Irvine Welsh is here, though, and I spent some of yesterday with him in a curry house called Lancers, as in Bengal Lancers. That’s the sort of thing that happens with foreignness in Scotland. Chinese restaurants are called things like The Laughing Buddha or The Golden Lantern, just to meet local prejudices. I remember an Indian restaurant from my childhood called Ruby Murray’s, which has nothing to do with India or with the singer Ruby Murray, but is merely the well-known Scottish rhyming slang for curry.

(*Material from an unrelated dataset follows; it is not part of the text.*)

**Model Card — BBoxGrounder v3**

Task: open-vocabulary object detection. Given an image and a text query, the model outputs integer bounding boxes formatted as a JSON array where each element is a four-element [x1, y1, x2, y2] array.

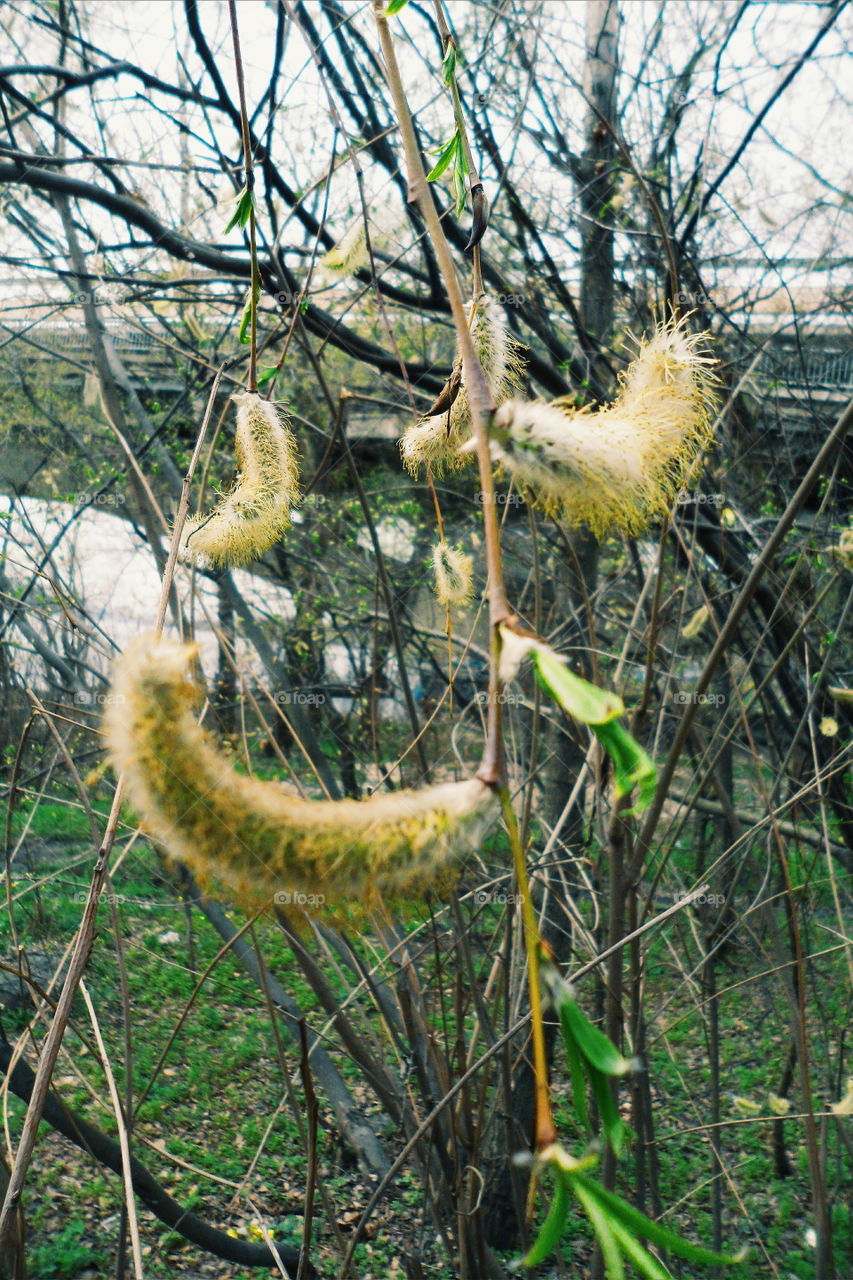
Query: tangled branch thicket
[[0, 1, 850, 1279]]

The last time I saw Irvine was in Chicago, and before that in Calcutta, so it’s almost disorienting to see him on home ground. “I’m shagged,” he said. “A funeral yesterday. I’m needing to get the energy levels back up a bit.” Funerals in Scotland are the occasion for a kind of merriment that involves tears, or can lead to tears, so I could only express sympathy last night for the dearly departed appetites of my friend, who looked white and exhausted as he tried to sup at a pint of Guinness. I enjoyed the observations of his Chicago-born girlfriend, though. “It’s nice,” she said, “the way Edinburgh people just dump their bags of rubbish in the street for other people to steal. That’s kind of civilized.” 

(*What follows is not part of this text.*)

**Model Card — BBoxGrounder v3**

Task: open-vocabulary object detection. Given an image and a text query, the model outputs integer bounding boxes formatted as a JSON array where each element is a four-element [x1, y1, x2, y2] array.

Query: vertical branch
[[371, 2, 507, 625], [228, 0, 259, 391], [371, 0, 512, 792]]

Over at the Book Festival, it was time for me to face an audience of book-loving day-trippers. The other day I told you how the British were obsessed with the question of who has the right to write about what and when; well, this discussion today (with two other writers) was typically elementary in that regard: Is a writer allowed to be influenced by a real-life event or person in the writing of a novel? Of course, the part of me that wanted to shout out “DUH!” was mainly eclipsed by another part, which tried to form arguments in support of some traditional truths about good writing that were as familiar to Shakespeare as to Gabriel García Márquez. Yes, my novel Personality was published in America last week, and people seem equipped to enter into its design, its interest in the interleaving of imagination and reality. It tells the story of a little girl from a small Scottish island who becomes famous and seems to lose herself in fame, and whose background and personal character seem to collude in that loss. Yes, it is a book about modern celebrity. Yes, it was influenced by the story of the singer Lena Zavaroni. A Lacanian analyst in the audience was enjoying the coverage of Personality, and was interested to know if I’d considered the symbolic nature of what I’d written. “Oh,” I said. “You’ve rumbled me. The whole thing is about me wanting to wear a dress and sing into a microphone.” The audience laughed, and so did I, and so did the Lacanian, but the discussion was basic. In the next tent, Mario Vargas Llosa, aided by South America’s instant intellectual empathy for the magic of fictions and facts, was talking about politics and history and his fictional portrait of the Dominican dictator Trujillo. No British-style category-mongering over there: just a developed taste for the unforeseen capacities of prose writing. 

The other day I was contemplating the fields of Warwickshire in all their golden Monet-ness. Well, wouldn’t you know it—the biggest draw of the Festival is Monet: “The Seine and the Sea,” over 80 paintings from his time on the Normandy Coast, and I feel the light in those paintings offers an argument, too, about reality and imagination, about memory and geography. And so it was—armed with the themes of the week, and the sky above Edinburgh a swirl of blue ink—I walked back to my hotel and stopped on the way to look at the beautiful tenement, 17 Heriot Row, were Robert Louis Stevenson grew up and became a writer. Nothing very much had changed on the face of that house: the solid door, the lights burning inside the rooms, and Edinburgh and the world just a reality waiting to happen in the artist’s mind.